Numerically, we notice -- and it seems intuitively clear -- that the jumps occur at the "threshold" values of polynomials appearing in the definition of $N$ (see the formulation below): $$N:=\inf\left\{n\ge 1:\ 2^nb^{S_n}(1-b)^{n-S_n}\not\in\left({1\over 9},\,9\right)\right\}.$$

Thus, for threshold value $t\in\{{1\over 9},9\}$, the set of candidate discontinuities is simply $$D_{t}:=\left\{b\in\left(0,{1\over 2}\right): 2^{n}\,b^s\,(1-b)^{n-s}=t,\ n\in\mathbb{Z^+},s\in\{0,\ldots,n\}\right\},$$ and indeed all of the apparent discontinuities that I've so far checked do seem to fall in the set $D_{1\over 9}\cup D_{9};\ $ e.g., the jumps in the top two plots above are at the points in $D_{9}$ with $(s,n)=(1,8)$ and $(0,4)$, respectively, and the bottom two plots are at the points in $D_{1\over 9}$ with $(s,n)=(2,2)$ and $(4,4)$, respectively.

Question #1: How to prove that $EN(b)$ is discontinuous at every $b\in D_{1\over 9}\cup D_{9}?$ Can a formula be found to estimate the size and/or direction of the jump?

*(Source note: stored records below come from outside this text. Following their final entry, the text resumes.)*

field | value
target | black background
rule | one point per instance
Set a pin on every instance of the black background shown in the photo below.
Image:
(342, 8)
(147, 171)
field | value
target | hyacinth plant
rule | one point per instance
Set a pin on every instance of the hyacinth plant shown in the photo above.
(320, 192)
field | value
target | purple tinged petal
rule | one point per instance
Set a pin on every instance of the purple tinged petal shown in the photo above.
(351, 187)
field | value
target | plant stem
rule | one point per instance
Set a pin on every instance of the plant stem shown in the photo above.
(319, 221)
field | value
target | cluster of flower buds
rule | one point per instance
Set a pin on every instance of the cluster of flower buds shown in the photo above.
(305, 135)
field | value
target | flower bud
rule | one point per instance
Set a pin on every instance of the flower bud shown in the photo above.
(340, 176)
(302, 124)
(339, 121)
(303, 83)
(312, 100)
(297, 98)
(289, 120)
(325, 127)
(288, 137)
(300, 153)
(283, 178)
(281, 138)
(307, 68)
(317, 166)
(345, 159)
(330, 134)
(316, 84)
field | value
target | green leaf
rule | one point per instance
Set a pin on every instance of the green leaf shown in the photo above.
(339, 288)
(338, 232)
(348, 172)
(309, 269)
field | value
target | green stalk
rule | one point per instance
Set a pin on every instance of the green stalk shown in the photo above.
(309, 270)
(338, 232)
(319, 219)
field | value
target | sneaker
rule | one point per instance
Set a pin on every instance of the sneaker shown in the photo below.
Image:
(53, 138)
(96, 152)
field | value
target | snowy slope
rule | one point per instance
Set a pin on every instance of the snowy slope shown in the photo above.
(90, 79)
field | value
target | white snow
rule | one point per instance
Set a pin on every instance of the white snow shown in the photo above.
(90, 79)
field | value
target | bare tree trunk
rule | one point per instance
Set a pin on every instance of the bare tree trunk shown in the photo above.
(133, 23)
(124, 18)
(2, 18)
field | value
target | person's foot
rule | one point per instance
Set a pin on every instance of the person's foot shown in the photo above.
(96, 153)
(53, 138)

Question #2: Is it the case that every nonempty open interval $I\subseteq(0,{1\over 2})$ contains an element of $D_{1\over 9}\cup D_{9}?$

Question #3: Presumably, for any $b\in(0,{1\over 2})$ there is a well-defined proportion of the value $EN(b)$ that's due purely to jump discontinuities at points $b'\in(0,b]$. What can be said about this quantity as $b\to{1\over 2}?$ (Asymptotically, can a nonzero proportion of the growth be attributed purely to "jumps"?)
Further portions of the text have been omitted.